Whole-cell bioreporters, whether existing within the walls of the laboratory or applied as bona fide environmental sensors, have proven to be popular and practical tools for the detection and monitoring of contaminants of ecological concern. Considering the advantages of small size, massive population numbers, robustness, adaptability, and information processing power that even on a per-cell basis exceed current silicon-based technologies, it is clear that living cells are particularly well suited for biosensing applications. Additionally, with researchers endlessly fine-tuning the genetics and reporter gene scaffolding within bioreporter organisms, the biosensing attributes of speed, sensitivity, and specificity will continue to improve.

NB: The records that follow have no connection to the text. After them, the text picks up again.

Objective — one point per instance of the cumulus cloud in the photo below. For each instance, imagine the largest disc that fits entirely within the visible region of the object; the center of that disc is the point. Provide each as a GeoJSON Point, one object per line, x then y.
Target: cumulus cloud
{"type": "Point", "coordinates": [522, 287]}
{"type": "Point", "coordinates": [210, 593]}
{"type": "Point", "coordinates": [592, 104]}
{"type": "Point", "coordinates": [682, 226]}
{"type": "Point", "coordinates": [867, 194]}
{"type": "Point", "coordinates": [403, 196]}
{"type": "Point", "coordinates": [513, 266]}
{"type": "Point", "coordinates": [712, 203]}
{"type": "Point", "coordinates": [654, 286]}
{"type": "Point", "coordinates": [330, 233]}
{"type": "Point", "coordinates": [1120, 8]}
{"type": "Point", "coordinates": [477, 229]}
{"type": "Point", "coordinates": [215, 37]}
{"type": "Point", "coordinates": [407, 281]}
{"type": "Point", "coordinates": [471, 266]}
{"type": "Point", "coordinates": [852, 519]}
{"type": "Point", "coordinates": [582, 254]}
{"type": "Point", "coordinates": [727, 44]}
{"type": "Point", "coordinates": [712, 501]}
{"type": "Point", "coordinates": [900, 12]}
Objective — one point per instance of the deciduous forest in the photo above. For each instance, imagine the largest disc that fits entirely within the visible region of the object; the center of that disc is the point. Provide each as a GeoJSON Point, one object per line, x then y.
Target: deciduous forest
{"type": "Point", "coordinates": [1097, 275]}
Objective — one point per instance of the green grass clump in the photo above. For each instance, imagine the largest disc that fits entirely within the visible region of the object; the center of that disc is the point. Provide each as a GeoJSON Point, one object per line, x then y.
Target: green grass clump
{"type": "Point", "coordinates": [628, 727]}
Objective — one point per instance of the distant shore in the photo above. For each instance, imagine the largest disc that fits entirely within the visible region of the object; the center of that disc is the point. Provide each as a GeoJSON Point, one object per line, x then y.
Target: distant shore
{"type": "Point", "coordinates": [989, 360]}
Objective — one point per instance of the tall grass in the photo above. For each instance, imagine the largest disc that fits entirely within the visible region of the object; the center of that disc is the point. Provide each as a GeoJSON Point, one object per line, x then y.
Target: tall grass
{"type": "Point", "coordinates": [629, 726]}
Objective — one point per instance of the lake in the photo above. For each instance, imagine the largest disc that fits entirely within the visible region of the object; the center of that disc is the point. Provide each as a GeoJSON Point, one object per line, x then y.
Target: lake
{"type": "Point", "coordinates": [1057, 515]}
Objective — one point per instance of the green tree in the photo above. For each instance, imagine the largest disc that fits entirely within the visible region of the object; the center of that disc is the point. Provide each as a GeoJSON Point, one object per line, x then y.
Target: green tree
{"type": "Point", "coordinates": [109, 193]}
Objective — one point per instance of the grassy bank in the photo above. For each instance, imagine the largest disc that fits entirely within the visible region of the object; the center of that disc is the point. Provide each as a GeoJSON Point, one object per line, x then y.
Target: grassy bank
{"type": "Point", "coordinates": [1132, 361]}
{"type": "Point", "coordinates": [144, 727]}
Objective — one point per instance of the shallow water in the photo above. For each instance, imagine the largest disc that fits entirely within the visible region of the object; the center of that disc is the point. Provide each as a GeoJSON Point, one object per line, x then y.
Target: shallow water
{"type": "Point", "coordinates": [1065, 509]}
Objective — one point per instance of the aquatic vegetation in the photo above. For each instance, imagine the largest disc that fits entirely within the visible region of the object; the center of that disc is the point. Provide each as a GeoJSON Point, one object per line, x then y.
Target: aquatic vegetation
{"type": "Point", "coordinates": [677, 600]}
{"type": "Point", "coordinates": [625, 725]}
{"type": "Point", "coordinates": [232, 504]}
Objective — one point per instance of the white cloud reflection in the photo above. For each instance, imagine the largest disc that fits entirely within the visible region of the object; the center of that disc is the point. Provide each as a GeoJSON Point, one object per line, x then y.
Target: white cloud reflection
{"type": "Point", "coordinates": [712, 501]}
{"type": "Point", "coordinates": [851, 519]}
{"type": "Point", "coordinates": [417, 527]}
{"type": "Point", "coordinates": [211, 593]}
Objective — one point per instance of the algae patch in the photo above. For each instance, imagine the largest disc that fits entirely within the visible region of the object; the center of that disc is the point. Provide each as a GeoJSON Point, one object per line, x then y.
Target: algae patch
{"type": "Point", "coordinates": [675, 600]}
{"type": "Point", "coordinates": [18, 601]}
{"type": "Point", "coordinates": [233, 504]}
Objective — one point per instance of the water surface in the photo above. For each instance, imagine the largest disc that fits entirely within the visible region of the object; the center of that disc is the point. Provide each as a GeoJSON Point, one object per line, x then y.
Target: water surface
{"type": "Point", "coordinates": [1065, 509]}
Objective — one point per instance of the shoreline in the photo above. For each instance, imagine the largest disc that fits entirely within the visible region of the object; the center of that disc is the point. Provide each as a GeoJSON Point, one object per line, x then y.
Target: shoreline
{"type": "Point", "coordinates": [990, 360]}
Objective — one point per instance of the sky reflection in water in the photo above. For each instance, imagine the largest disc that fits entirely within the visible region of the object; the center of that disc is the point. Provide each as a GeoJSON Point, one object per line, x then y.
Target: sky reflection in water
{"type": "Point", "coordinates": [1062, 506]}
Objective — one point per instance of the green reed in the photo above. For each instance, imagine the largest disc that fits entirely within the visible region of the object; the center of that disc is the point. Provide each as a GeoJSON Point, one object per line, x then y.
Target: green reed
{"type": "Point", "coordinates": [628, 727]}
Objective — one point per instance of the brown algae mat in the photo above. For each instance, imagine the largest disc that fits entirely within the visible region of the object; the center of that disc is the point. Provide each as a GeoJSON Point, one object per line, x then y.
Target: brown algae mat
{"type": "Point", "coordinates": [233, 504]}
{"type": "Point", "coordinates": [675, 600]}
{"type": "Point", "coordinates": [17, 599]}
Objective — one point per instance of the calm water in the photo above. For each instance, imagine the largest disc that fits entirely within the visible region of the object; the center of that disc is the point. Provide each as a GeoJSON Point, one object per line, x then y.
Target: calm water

More of a concern at this juncture is how one deals with the massive data downloads that will emanate from collections of bioreporter organisms each continuously and unremittingly monitoring a specific chemical or chemical interaction over hours, days, months, or perhaps even years. The scale of these resulting databases will be unmanageable using the current toolbox of data management software, and we will begin entering the deluge of ‘data-intensive’ science that has been pre-warned by Bell et al. (2009) and Hey et al. (2009). The challenge may therefore not lie within the bioreporter’s ability to successfully gather and communicate data, but in our ability to process and meaningfully interpret what the bioreporter is trying to tell us.